“Só nós sabemos o que sentimos”: pais enterram Thallya Beatriz pela segunda vez após nove meses de espera por laudo

Minas Gerais
Por -24/07/2025, às 17H46julho 25th, 2025
thallya beatriz que morreu na UPA de divinópolis
Thallya Beatriz tinha 4 anos (Foto: Arquivo pessoal)
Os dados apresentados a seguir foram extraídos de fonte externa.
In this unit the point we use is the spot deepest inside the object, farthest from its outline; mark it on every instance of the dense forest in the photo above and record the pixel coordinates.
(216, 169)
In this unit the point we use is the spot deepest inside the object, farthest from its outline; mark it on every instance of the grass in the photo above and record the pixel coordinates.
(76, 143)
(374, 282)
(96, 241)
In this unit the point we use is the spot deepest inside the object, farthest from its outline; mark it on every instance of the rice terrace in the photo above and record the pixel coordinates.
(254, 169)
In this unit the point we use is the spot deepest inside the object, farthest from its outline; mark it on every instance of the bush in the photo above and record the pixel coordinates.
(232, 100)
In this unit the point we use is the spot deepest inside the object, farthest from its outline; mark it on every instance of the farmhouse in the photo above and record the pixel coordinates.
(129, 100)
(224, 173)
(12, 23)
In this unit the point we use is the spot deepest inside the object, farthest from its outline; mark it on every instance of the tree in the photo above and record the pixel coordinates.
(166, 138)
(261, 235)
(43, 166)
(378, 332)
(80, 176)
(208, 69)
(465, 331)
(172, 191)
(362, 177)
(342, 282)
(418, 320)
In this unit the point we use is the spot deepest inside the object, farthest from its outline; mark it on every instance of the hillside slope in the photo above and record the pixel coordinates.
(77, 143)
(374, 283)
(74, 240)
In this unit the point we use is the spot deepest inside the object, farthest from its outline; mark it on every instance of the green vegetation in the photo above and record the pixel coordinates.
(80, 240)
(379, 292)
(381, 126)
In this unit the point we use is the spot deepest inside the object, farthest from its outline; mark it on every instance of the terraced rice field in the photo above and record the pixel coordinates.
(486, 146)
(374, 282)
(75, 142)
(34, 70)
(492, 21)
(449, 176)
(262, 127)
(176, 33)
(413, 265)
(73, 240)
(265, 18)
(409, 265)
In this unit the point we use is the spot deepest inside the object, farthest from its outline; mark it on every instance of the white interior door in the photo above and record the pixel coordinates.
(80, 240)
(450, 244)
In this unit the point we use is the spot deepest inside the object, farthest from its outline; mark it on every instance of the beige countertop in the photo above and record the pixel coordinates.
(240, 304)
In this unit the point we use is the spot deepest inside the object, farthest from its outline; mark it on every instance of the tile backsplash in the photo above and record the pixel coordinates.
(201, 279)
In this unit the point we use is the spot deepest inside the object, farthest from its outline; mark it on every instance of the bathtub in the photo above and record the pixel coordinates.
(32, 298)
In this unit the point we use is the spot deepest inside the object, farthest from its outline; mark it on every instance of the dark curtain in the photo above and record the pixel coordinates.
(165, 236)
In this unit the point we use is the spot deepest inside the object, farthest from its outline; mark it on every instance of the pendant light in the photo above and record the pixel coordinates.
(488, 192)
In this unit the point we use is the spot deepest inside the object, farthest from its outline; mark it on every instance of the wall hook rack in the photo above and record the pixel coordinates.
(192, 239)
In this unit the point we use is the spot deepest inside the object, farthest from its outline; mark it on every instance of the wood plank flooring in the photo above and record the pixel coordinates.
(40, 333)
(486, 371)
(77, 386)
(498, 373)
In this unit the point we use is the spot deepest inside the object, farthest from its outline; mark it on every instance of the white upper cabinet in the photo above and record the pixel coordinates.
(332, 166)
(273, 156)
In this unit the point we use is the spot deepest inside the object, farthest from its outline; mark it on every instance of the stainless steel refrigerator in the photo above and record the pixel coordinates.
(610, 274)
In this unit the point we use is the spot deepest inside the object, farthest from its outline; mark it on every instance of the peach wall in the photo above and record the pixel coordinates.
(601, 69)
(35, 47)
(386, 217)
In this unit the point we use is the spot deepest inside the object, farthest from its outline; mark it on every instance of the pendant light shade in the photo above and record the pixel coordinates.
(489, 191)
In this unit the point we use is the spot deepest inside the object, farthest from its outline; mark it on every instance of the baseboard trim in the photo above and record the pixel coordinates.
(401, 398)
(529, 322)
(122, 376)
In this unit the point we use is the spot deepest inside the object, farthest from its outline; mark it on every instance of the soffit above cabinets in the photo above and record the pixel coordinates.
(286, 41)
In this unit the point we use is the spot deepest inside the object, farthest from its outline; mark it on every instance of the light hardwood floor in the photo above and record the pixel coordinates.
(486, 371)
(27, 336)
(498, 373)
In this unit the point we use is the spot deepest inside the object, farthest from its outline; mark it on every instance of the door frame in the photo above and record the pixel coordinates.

Menina de 4 anos morreu após atendimento na UPA de Divinópolis; restos mortais foram liberados para sepultamento no dia em que completaria 6 anos

Os pais de Thallya Beatriz da Silva Pinto Satiro, menina de 4 anos que morreu em abril de 2024 após atendimento na UPA de Divinópolis, enterraram novamente a filha nesta quarta-feira (23/7) após exumação. A cerimônia aconteceu um dia após os restos mortais retornarem de Belo Horizonte, onde passaram por perícia. A exumação havia sido feita em 28 de outubro de 2024, e o corpo foi liberado exatamente nove meses depois, na terça-feira (22/7) — data em que Thallya completaria 7 anos.

O laudo segue para o juiz responsável pelo caso. A família, até o momento, não teve acesso ao resultado do exame. Conforme entrevista anterior concedida pelo advogado Eduardo Agusto, o documento é essencial para dar andamento a uma ação indenizatória e buscar esclarecimento técnico sobre a causa da morte.

“Só eu e o pai dela sabemos o que sentimos”

A mãe da menina, Juliana da Silva Pinto, reforçou que desde o início houve falhas no atendimento. Ela e o pai, Paulo Satiro, acreditam que o diagnóstico divulgado três meses após a morte, apontando chikungunya como causa, não condiz com os sintomas apresentados por Thallya.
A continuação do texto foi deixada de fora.